Lutter contre la pauvreté et protéger l’environnement par la formation au tourisme durable à l’école Sala Baï au Cambodge
À Siem Reap et dans les communautés du parc national de Phnom Kulen, le tourisme représente une source majeure d’emplois, mais tous les jeunes n’y accèdent pas dans les mêmes conditions. Pour ceux issus de zones rurales défavorisées, apprendre un métier, acquérir de l’expérience et trouver sa place dans le secteur restent des défis déterminants. À travers Sala Baï, la formation professionnelle devient ainsi un point d’entrée vers l’emploi, tandis que l’écotourisme ouvre de nouvelles perspectives aux communautés locales.

Former pour ouvrir de nouvelles perspectives
Dans un contexte où les jeunes issus des zones rurales défavorisées disposent de peu d’opportunités d’emploi qualifié, l’accès à une formation professionnelle demeure un levier essentiel de réduction de la pauvreté. Les femmes, en particulier, restent confrontées à des inégalités persistantes, notamment dans l’accès aux postes à responsabilité dans le secteur touristique. Par ailleurs, le développement du tourisme au Cambodge, bien que porteur de croissance, pose des défis en matière de durabilité environnementale et d’intégration des communautés locales, encore insuffisamment associées aux chaînes de valeur touristiques.
C’est dans ce contexte qu’Agir pour le Cambodge (APLC), à travers Sala Baï, met en œuvre de septembre 2025 à septembre 2026 le projet « Lutter contre la pauvreté et pour la protection de l’environnement par la formation au tourisme durable », dans le cadre de l’initiative Destination Éco-Talents (DET) de l’Organisation internationale de la Francophonie (OIF). Le projet associe formation professionnelle, compétences environnementales et accompagnement de l’écotourisme communautaire.
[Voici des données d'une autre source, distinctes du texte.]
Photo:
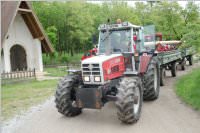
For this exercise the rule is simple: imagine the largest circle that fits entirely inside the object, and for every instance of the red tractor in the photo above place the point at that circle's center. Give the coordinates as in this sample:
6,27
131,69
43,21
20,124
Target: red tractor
123,71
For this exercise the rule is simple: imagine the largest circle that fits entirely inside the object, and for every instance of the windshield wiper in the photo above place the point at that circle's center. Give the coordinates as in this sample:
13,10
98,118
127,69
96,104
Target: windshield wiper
106,36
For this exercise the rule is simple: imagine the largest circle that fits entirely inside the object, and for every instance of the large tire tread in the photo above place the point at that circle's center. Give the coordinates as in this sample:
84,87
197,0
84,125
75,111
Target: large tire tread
63,97
125,100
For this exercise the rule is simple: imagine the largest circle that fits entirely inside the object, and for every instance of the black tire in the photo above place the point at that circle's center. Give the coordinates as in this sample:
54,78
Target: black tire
183,62
152,83
162,76
190,59
173,69
65,96
128,90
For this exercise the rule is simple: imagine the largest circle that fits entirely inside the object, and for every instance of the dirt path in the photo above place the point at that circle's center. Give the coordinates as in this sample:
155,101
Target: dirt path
165,115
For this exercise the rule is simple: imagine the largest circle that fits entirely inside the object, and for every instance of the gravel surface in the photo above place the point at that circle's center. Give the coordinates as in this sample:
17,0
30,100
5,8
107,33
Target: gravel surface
168,114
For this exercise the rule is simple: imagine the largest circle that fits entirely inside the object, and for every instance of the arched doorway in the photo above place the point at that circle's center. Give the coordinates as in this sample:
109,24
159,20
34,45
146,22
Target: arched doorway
18,58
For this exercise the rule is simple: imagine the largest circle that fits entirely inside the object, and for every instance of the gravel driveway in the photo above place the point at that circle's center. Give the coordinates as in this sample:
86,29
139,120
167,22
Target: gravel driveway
165,115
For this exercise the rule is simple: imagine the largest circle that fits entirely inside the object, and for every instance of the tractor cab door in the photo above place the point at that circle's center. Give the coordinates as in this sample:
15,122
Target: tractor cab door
144,39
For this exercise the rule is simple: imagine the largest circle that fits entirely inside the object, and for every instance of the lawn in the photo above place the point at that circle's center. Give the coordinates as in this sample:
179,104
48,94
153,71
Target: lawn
188,88
20,96
56,72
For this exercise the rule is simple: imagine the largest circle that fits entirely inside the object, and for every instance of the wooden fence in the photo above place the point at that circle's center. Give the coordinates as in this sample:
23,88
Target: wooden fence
18,75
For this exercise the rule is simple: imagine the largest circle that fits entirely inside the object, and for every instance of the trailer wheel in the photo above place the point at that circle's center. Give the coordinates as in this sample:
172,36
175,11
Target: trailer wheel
152,81
190,59
65,96
162,76
130,98
173,69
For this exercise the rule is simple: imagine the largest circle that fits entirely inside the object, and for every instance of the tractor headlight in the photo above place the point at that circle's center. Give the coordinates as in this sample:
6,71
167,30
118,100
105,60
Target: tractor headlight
86,78
97,79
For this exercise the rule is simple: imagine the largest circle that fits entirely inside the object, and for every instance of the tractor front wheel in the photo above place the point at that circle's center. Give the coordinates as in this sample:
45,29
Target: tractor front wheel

De la formation à l’expérience professionnelle
Pour l’année académique 2025-2026, 148 étudiants sont inscrits à Sala Baï, tous issus de communautés rurales défavorisées. Les femmes représentent près des trois quarts de cette promotion, avec 108 étudiantes pour 40 étudiants. Les parcours couvrent plusieurs métiers de l’hôtellerie-restauration et associent apprentissages techniques, savoir-être et préparation à l’insertion professionnelle.
Les premiers jalons ont rapidement conduit les élèves au contact du monde professionnel. En novembre et décembre 2025, un premier groupe de 74 étudiants était en stage, tandis que les contrats du second groupe étaient déjà conclus pour un démarrage en janvier 2026. Six nouveaux sites de stage ont par ailleurs été identifiés à Kampot, Sihanoukville et Koh Rong, élargissant les possibilités d’expérience au-delà de Siem Reap. La formation s’enrichit également de compétences linguistiques et environnementales: les cours de français avec l’Alliance Française de Siem Reap et les cours d’agroécologie proposés avec Agrisud renforcent la place des pratiques durables dans les apprentissages.
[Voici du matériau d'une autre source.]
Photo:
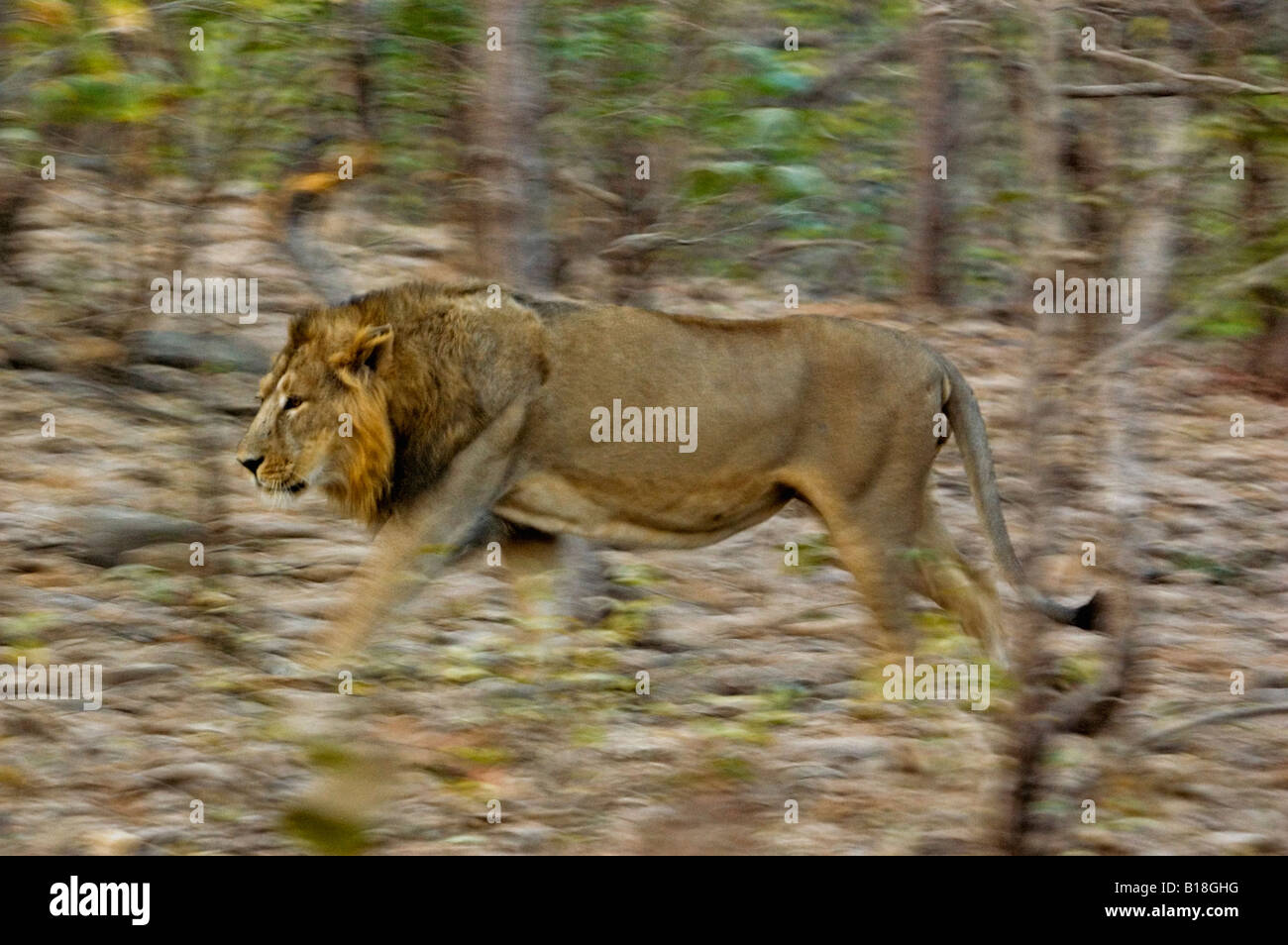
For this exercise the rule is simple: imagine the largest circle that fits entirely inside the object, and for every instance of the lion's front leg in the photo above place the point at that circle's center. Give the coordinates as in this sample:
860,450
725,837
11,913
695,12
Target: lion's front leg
442,524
À Phnom Kulen, faire de l’écotourisme une ressource locale
Le projet ne s’arrête pas aux portes de l’école. À Phnom Kulen, Sala Baï accompagne les communautés d’Anlong Thom et de Popel dans le développement d’activités d’écotourisme communautaire susceptibles de diversifier les revenus tout en valorisant les ressources locales. À Anlong Thom, une boutique artisanale a ouvert en décembre 2025 et des formations de remise à niveau ont été organisées pour les cuisiniers. Des groupes scolaires français ont également été accueillis en novembre, donnant une première visibilité à cette offre. Malgré les inondations de septembre et octobre, la mobilisation de la communauté a permis d’engager leur reconstruction et de rétablir une grande partie du point de contrôle. À Popel, un nouveau site de camping a par ailleurs été identifié à Santepheap afin de créer une source supplémentaire de revenus.
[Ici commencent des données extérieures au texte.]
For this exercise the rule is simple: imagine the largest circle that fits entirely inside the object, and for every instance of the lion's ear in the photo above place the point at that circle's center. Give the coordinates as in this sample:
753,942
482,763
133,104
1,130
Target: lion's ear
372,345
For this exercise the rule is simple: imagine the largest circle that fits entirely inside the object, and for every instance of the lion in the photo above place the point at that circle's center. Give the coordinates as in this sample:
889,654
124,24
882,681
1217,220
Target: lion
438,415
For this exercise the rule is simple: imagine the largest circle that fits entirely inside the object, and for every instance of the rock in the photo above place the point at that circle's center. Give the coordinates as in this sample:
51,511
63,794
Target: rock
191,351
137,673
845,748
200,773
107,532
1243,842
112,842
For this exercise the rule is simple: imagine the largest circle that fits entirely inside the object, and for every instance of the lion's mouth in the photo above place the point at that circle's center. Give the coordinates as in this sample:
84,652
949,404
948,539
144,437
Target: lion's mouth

Donner aux jeunes les moyens de construire leur avenir
Les résultats observés au fil des années donnent une mesure de ce que peut représenter l’accès à une formation et à un emploi durable : parmi les anciens élèves interrogés dans l’étude d’impact, 74 % travaillent encore dans l’hôtellerie et 78 % contribuent financièrement aux besoins de leur famille. Au-delà des indicateurs, ces parcours rappellent surtout qu’un emploi peut changer la manière dont un jeune envisage son avenir et la place qu’il peut prendre dans sa communauté.
Pour les étudiants de la promotion actuelle comme pour les habitants de Phnom Kulen, l’ambition est donc que les compétences acquises ne soient pas seulement un passeport vers un premier emploi ou une nouvelle activité. Elles doivent aussi permettre de gagner en autonomie, de progresser professionnellement et de construire un avenir avec davantage de choix. À terme, l’espoir est que chaque jeune puisse compter sur ses propres compétences pour avancer, et que le tourisme devienne, pour les communautés qui l’accueillent, une ressource durable dont elles sont pleinement actrices.